Mal Smith wrote:
I think you're forgetting to factor in the SG of the construction material, e.g. the bouyancy of an all glass boat is not zero. In fact it would not be much less than the weight of the boat. I would assume that Colin's estimate of 60kg for a foam core is over and above the weight of the boat. The only way to be sure is either to calculate for the volume and SG of each material in the boat, or flood the actual boat and see how much added weight it will float.
Good point... I suspect the SG of a monolithic glass laminate is a lot more than 1, but it was wrong of me to assume the buoyancy was negligible.
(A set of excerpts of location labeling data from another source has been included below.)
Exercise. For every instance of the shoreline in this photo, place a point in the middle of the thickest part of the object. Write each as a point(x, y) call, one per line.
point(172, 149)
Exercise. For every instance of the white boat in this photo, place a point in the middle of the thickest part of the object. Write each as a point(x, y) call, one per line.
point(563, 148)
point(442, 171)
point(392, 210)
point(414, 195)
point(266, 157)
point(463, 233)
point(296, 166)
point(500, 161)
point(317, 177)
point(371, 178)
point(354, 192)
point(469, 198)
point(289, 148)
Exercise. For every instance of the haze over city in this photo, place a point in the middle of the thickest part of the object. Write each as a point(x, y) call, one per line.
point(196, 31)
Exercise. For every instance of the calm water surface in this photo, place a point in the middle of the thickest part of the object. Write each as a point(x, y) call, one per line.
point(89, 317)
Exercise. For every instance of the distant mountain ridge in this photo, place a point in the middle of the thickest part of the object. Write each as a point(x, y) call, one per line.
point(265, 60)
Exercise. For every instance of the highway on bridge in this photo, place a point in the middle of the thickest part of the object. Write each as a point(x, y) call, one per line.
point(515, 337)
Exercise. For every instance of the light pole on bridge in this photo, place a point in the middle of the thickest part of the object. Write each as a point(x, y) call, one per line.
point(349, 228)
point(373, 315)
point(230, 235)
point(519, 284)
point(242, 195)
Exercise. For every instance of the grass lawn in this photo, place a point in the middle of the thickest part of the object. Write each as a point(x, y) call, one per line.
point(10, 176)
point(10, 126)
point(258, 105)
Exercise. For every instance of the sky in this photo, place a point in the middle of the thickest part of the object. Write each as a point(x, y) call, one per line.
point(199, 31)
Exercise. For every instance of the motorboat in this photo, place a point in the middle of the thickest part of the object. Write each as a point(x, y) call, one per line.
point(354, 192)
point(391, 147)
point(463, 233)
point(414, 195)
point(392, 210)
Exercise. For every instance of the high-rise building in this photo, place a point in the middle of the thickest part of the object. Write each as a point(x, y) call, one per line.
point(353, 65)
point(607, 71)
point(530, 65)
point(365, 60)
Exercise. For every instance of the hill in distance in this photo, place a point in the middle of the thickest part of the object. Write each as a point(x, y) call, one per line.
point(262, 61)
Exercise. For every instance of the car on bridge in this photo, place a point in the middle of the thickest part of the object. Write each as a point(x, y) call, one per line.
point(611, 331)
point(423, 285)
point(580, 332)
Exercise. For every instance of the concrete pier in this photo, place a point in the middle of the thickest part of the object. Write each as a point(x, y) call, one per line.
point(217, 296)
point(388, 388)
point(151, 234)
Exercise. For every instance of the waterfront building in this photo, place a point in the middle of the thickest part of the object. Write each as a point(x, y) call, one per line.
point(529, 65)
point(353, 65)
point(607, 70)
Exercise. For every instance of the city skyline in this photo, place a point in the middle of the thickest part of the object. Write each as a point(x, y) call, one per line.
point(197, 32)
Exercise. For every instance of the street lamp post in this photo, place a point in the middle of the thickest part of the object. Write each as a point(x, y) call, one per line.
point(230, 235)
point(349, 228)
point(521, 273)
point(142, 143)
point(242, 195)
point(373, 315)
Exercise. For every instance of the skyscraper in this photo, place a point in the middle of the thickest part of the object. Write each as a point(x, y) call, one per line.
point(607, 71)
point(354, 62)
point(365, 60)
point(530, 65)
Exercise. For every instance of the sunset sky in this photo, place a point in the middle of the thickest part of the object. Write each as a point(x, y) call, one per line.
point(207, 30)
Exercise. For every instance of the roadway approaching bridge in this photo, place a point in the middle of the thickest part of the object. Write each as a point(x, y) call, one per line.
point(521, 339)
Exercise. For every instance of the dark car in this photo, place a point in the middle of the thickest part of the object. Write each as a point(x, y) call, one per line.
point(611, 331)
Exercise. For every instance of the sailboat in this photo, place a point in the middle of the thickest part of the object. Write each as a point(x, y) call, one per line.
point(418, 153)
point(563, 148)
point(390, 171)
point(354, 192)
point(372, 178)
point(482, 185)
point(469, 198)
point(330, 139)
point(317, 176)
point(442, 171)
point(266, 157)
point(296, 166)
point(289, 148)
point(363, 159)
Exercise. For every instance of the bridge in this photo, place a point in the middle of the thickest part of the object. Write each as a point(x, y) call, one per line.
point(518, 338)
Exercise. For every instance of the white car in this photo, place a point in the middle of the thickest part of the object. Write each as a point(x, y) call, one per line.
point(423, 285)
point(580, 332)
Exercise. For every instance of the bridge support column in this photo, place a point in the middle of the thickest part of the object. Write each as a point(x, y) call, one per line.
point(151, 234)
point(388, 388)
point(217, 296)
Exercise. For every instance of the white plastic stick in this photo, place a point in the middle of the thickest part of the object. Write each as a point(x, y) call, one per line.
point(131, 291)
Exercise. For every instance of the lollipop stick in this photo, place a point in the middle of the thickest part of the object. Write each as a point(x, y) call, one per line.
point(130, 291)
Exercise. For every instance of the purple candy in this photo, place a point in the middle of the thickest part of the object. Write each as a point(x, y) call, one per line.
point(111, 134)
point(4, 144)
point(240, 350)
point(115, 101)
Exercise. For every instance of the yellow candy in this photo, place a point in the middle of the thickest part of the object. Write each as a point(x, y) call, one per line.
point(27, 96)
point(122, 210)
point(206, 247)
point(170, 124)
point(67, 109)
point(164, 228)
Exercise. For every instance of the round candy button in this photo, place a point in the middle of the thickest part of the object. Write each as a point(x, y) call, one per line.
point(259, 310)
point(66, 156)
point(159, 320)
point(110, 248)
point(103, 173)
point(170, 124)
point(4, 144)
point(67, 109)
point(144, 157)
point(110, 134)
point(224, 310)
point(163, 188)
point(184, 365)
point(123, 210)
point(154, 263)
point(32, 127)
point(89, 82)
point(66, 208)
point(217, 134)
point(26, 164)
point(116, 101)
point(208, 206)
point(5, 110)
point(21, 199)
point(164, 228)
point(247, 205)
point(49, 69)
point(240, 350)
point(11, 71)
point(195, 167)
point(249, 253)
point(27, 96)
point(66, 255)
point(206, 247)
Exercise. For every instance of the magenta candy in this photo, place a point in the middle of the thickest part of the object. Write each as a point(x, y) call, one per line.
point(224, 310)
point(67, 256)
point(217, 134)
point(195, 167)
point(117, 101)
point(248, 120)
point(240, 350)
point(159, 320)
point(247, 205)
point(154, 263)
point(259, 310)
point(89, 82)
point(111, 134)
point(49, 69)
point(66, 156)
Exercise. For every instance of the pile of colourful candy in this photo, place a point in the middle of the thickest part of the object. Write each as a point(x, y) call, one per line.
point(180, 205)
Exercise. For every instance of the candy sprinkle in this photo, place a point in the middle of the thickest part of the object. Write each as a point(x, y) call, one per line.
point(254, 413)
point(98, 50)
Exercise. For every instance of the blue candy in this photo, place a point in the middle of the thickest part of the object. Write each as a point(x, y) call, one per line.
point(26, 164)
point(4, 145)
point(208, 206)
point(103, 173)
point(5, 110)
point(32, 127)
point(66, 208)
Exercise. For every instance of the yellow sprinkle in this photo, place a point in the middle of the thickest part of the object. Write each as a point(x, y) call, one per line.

According to my model the suface area of a Nethercott Hull is about 6.2m^2. Decks around, what, 3.5m^2. I've used about 3m^2 in internals, carriage etc. Lets say 6mm thick layup, that's 12.7 * .006 m = 0.0762m^3= 76kg buoyancy. So maybe not, but I've ignored the seat...
Its amazing how complicated the simplest rule can get if you put too much casual inaccurate thinking at it! At current (slow) progress I have about three weeks before final decision on what goes in mine, so lets have the definitive news by then please measurers!
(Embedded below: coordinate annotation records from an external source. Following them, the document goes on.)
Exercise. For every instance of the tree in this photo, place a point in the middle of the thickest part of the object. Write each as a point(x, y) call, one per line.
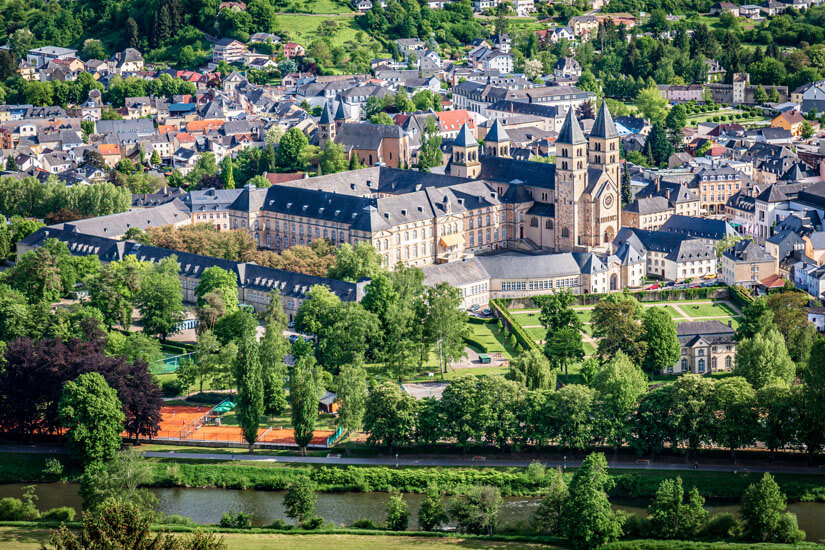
point(676, 118)
point(389, 415)
point(300, 498)
point(333, 159)
point(477, 511)
point(217, 279)
point(273, 349)
point(227, 175)
point(763, 359)
point(652, 104)
point(673, 517)
point(445, 324)
point(292, 151)
point(762, 512)
point(398, 513)
point(736, 416)
point(532, 370)
point(92, 415)
point(304, 393)
point(352, 393)
point(663, 348)
point(557, 313)
point(657, 146)
point(250, 390)
point(429, 154)
point(586, 517)
point(160, 299)
point(431, 513)
point(547, 517)
point(620, 384)
point(356, 262)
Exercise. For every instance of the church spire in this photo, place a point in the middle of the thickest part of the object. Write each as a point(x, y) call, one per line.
point(571, 132)
point(604, 127)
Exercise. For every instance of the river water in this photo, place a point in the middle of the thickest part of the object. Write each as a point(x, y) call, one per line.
point(205, 506)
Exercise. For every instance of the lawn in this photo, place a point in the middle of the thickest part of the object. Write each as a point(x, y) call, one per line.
point(492, 339)
point(316, 6)
point(23, 538)
point(303, 29)
point(707, 310)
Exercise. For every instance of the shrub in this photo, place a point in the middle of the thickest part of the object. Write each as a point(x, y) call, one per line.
point(280, 524)
point(722, 526)
point(172, 388)
point(63, 513)
point(236, 520)
point(53, 468)
point(11, 509)
point(365, 523)
point(313, 523)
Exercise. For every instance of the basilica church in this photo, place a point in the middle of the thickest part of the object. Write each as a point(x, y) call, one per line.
point(572, 205)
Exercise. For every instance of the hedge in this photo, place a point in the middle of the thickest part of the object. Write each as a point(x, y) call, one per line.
point(522, 337)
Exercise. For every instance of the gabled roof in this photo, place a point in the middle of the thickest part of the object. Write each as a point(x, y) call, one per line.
point(571, 132)
point(465, 137)
point(497, 133)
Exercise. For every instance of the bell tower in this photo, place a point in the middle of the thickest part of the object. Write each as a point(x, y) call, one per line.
point(464, 162)
point(603, 148)
point(497, 142)
point(571, 180)
point(326, 127)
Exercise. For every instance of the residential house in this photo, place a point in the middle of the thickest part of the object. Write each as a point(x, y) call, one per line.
point(746, 264)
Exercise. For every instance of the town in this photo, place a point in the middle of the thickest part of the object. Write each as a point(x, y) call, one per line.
point(436, 255)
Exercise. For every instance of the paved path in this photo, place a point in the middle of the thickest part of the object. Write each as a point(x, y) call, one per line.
point(446, 462)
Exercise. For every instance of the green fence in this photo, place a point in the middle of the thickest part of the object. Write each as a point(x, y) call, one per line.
point(169, 364)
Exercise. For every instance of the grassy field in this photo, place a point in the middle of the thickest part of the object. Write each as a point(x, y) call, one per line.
point(303, 29)
point(24, 538)
point(492, 339)
point(316, 6)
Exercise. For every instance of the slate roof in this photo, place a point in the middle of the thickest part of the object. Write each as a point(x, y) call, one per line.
point(571, 132)
point(604, 126)
point(465, 137)
point(497, 133)
point(700, 228)
point(504, 170)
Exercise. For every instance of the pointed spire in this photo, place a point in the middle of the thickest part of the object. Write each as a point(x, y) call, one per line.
point(604, 127)
point(465, 137)
point(571, 132)
point(340, 113)
point(326, 116)
point(497, 133)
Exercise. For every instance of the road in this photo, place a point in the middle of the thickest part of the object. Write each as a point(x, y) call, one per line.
point(446, 462)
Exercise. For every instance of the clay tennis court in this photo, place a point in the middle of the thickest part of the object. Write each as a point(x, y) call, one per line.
point(179, 422)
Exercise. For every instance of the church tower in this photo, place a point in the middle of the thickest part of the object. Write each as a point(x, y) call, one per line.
point(571, 181)
point(603, 149)
point(497, 142)
point(465, 163)
point(326, 126)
I suppose an obvious clarification might be that boats constructed substantially of buoyant materials (wood, foam sandwich) shall carry 75kg of extra buoyancy, and that boats constructed of non buoyant materials shall have sufficent extra buoyancy to allow for that. But it does make things awkward if like me you are deliberately using buoyant materials as part of the engineering structure...
If that's not going to count towards my buoyancy then I'm going to have to considerably rework my build, which is a bit distressing having bought the materials, especially the expensive high strength styrofoam. I should have read and understood the rules more carefully I suppose.